Baker: emit events on stalling RPC
What
Baker RPC usage is now wrapped in an helper that emit event(s) if the RPC hasn't answered in some period of times.
Why
The goal is in case of incident to determine if an RPC could be the root cause thanks to the logs. Note that it's not extremly verbose yet, we could go deeper, as we're at the lib_delegate level, we're too high level to get the path of the RPC which could be really interesting to have at the Info level.
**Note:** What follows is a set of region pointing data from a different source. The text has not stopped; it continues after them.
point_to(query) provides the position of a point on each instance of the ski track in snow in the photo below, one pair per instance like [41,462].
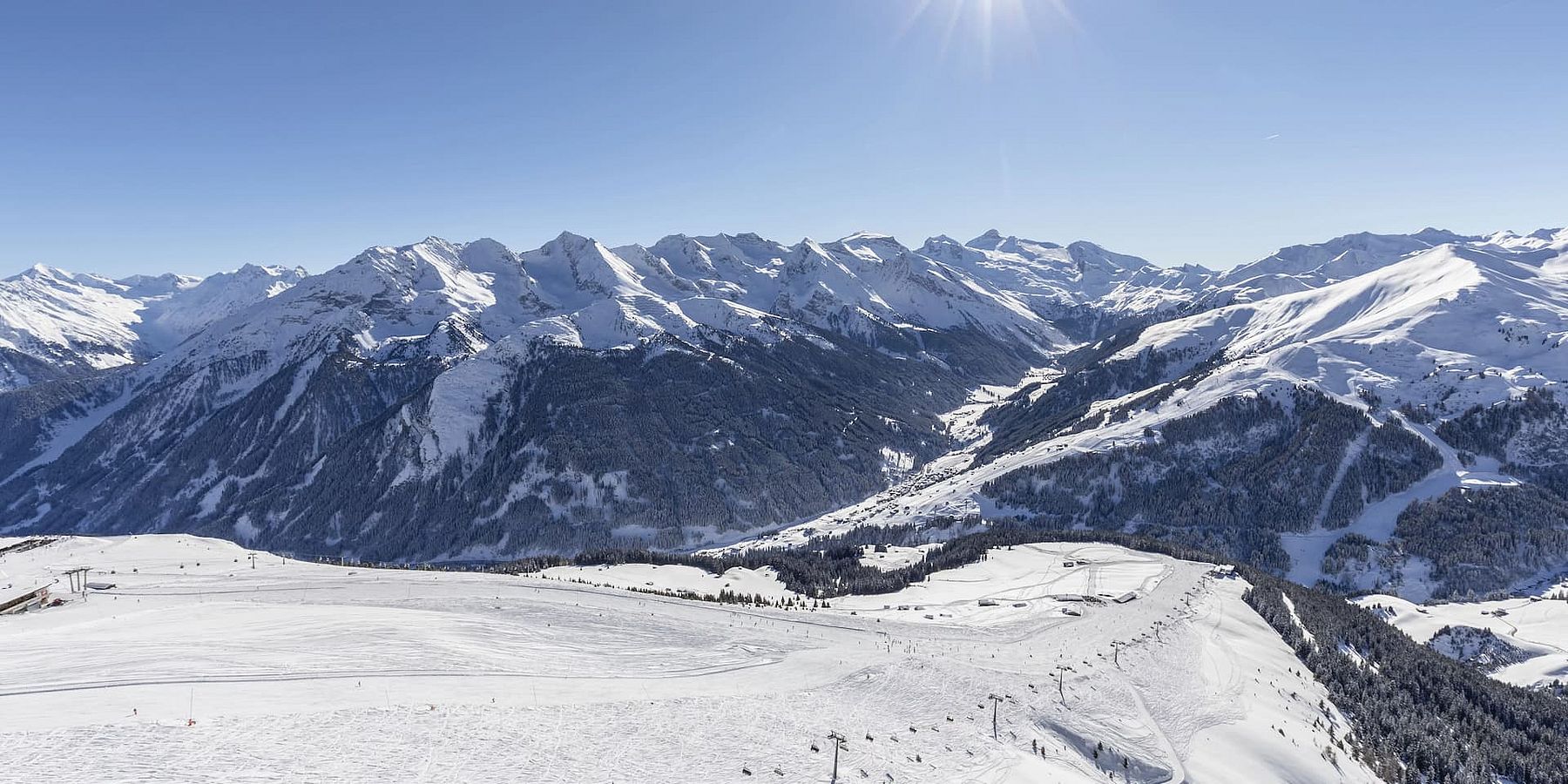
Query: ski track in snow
[300,672]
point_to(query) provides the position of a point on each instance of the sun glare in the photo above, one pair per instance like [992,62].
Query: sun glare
[987,25]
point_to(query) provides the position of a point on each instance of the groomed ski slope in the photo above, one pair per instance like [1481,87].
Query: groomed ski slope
[300,672]
[1536,626]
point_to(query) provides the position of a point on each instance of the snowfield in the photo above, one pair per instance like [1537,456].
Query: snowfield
[198,666]
[1534,625]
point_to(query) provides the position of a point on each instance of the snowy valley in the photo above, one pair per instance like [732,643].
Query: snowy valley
[678,511]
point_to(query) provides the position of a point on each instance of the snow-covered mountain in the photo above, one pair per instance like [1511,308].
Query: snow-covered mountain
[466,400]
[55,323]
[1299,430]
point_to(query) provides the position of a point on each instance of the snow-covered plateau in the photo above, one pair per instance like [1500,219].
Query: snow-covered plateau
[193,659]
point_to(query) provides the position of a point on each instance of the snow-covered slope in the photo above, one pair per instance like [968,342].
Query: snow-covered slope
[63,323]
[203,664]
[705,389]
[1419,337]
[1532,627]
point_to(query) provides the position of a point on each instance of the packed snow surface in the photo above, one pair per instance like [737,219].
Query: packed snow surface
[1537,625]
[198,666]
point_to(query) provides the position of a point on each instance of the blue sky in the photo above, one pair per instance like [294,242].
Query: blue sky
[195,137]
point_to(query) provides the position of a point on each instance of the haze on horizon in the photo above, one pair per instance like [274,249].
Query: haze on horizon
[184,139]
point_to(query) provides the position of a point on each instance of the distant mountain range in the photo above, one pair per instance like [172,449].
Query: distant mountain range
[463,400]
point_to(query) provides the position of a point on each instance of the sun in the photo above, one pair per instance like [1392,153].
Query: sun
[985,25]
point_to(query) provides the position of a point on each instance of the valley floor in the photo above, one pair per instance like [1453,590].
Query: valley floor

An alternative would be to have pretty-printers in the stalling_rpc events to print the RPC parameters.
How
It's really not rocket science.
Manually testing the MR
I don't know if this can be automatically tested by a test, in the mean time I have added manually some sleeps in the code, then I run a baker alongside a node and get:
Nov 21 10:48:20.414 WARN │ RPC shell_header has not answered in the last 2.4 seconds
Nov 21 10:48:21.231 NOTICE │ received new proposal BLZh1dZRwCvTvEZiupz97QkcziDVkJXBU85Jz3Z7auS6nzkCvjM at level 54100, round 0
Nov 21 10:48:21.240 NOTICE │ The following delegates have no attesting rights at level 54100: 'tmp' (tz1TXhefsLkdNcoFA3pFW7t1oxs2UQrkGQQr)
Nov 21 10:48:21.257 NOTICE │ received new head BLZh1dZRwCvTvEZiupz97QkcziDVkJXBU85Jz3Z7auS6nzkCvjM at level 54100, round 0
Nov 21 10:48:23.296 WARN │ RPC shell_header has not answered in the last 5.28 seconds
Nov 21 10:48:25.215 NOTICE │ received new proposal BM6jA9cwb5Uu7CFJs7aALgEuRGqeheyibRNa9esZz8cYrmkNdxF at level 54101, round 0
Nov 21 10:48:25.223 NOTICE │ The following delegates have no attesting rights at level 54101: 'tmp' (tz1TXhefsLkdNcoFA3pFW7t1oxs2UQrkGQQr)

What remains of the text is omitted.